The President said one of his first experiences in office had concerned the question whether we were committed to make a large loan. He had carefully read all the papers on the subject, and had come to the conclusion that the good faith of this country had been committed to the extent of $300 million. The President felt that once a Country Team makes a favorable comment on a program, the foreign country regards that favorable comment as a commitment. He believed we must instruct our Country Teams to remain non-committal when discussing future programs with our foreign colleagues.

Mr. Gray doubted that our Country Teams could formulate satisfactory programs unless they were permitted to discuss these programs with our foreign colleagues. The President said he had no objections to such discussions; but the Country Teams should be careful not to make commitments. Mr. Gray thought that discussions slipped imperceptibly into commitments.

Secretary Douglas then read (from the Defense Comments in the Financial Appendix of NSC 6008) a paragraph which indicated that the only formal U.S. commitment to Japan was an agreement relating to the production of F–104 aircraft. This paragraph also stated that the United States had indicated an intent to support Japanese plans for certain [Page 320] weapons to a point where failure to provide such support would present considerable difficulty.

The President said the word “formal” should be underlined in the paragraph Secretary Douglas had just read. It was the indication of intent that the President was complaining about. The Country Teams should be cautious; their conversations should be exploratory and should not indicate intent.

Mr. Gray suggested that the timing provision in paragraph 45 might read “as soon as deemed by the President to be feasible”. The President agreed that we might say “when determined to be feasible by the President”.

Mr. Gray then explained the divergence of views in paragraph 51 of NSC 6008, dealing with U.S. control over the Japanese islands enumerated in Article 3 of the Peace Treaty.
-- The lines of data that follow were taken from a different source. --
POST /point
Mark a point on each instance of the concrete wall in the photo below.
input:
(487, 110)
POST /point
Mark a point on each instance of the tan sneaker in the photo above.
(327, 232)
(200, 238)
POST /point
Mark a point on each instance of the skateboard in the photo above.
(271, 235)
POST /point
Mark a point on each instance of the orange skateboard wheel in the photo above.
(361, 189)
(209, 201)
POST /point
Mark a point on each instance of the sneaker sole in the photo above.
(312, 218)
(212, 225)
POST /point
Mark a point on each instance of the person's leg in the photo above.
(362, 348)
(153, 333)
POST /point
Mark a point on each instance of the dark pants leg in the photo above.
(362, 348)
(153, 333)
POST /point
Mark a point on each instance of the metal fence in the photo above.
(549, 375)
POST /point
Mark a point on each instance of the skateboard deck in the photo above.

The President said he seemed to be constantly fighting words, but he did not see much difference in the two versions of paragraph 51.

Mr. Gray said he feared the Planning Board had done a poor job in drafting the paper in that case, since a real difference of opinion existed.

Secretary Douglas agreed that paragraph 51 reflected a difference of opinion. He said the Department of Defense felt that the Majority version invited immediate discussion as to whether the present degree of U.S. control over the islands in question was essential to U.S. security interests. The Defense version of paragraph 51 settled the question for a few years at least.

Secretary Dillon was fearful lest the Defense–JCS version settle the question for a hundred years. He could conceive of situations arising wherein Japan would expand its whole security system in the Far East in return for relaxation of some of our control over the Ryukyus. He thought the language of paragraph 51 should be broad enough to enable us to make changes in the degree of control we exercise over the islands if such changes were in our security interest. The Defense language made it impossible to modify our control, even if such modification should be in our interest, as long as international tensions persist in the Far East.

Mr. Gray said this question was the subject of weekly controversy between the Departments of State and Defense. It had been one of the first things he had to deal with when he became Assistant Secretary of Defense.

The President felt there was no difference between the two versions of paragraph 51 as he would interpret them. As long as there was a Communist threat in the Far East, it was not in our security interest to relax our control over the islands.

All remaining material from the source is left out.